190.Section 75 clarifies the arrangements for the training of safeguarders and for the payment of their fees, allowances and expenses. Section 101 of the 1995 Act currently permits the Scottish Ministers to make regulations on certain matters in respect of a single panel. This is amended to allow for the establishment and running of panels at local authority level. A duty is placed on local authorities to provide training for safeguarders and the Scottish Ministers may, as they do for children’s panel members, assist with training.
Section 76: Amendment of Children (Scotland) Act 1995: Children’s Panel Advisory Committees
191.This section amends the Children (Scotland) Act 1995 to place a duty on local authorities to train members of Children’s Panel Advisory Committees and their sub-committees, and to give Scottish Ministers the power to assist in that training.
Part 7: General
Section 80: Repeals and transitional provisions etc
192.Subsection (2) gives Scottish Ministers an order-making power to make incidental, supplementary, consequential, transitional, transitory or saving provisions as required. Subsection (4) provides that before making such an order Ministers must consult as they consider appropriate.
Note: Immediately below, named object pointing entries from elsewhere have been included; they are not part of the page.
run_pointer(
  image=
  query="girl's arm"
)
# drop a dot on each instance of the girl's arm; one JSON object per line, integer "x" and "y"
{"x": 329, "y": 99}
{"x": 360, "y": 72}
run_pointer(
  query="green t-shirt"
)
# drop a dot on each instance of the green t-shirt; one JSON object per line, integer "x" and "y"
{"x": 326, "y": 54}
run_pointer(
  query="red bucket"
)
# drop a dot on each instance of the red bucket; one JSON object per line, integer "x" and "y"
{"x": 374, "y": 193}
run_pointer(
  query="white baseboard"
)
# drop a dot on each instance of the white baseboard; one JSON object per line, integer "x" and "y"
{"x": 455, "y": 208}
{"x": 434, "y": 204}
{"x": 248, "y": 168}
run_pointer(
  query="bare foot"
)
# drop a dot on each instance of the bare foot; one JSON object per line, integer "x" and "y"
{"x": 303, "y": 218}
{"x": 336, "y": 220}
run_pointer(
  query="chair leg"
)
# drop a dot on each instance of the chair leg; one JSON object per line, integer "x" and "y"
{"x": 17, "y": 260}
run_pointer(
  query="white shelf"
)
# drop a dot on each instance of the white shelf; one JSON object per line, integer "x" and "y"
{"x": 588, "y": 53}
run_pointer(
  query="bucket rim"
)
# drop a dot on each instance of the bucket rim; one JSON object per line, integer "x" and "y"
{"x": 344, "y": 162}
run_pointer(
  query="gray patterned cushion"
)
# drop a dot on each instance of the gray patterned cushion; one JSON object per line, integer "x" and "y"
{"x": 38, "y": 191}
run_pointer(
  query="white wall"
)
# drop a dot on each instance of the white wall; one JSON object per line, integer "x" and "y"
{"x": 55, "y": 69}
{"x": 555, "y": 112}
Section 81: Short title and commencement
193.This section sets out the short title of the Act, makes standard provision for commencement and enables Scottish Ministers to decide when certain sections of this Act will come into force. For example, not all the care services set out in section 2 will be regulated by the Commission from the start of its operation. Regulation of some services, such as home care will probably start at least a year later.
SCHEDULES 1 and 2: (introduced by sections 1 and 43)
The Scottish Commission for the Regulation of Care and the Scottish Social Services Council
194.Schedules 1 and 2 make detailed provision as to the constitution of, respectively, the Commission and the Council.
SCHEDULE 3: (introduced by section 79)
Minor and consequential amendments
195.Schedule 3 details existing legislation that will be amended by this Act.
SCHEDULE 4: (introduced by section 80)
196.Schedule 4 details existing legislation that will be repealed by the Act.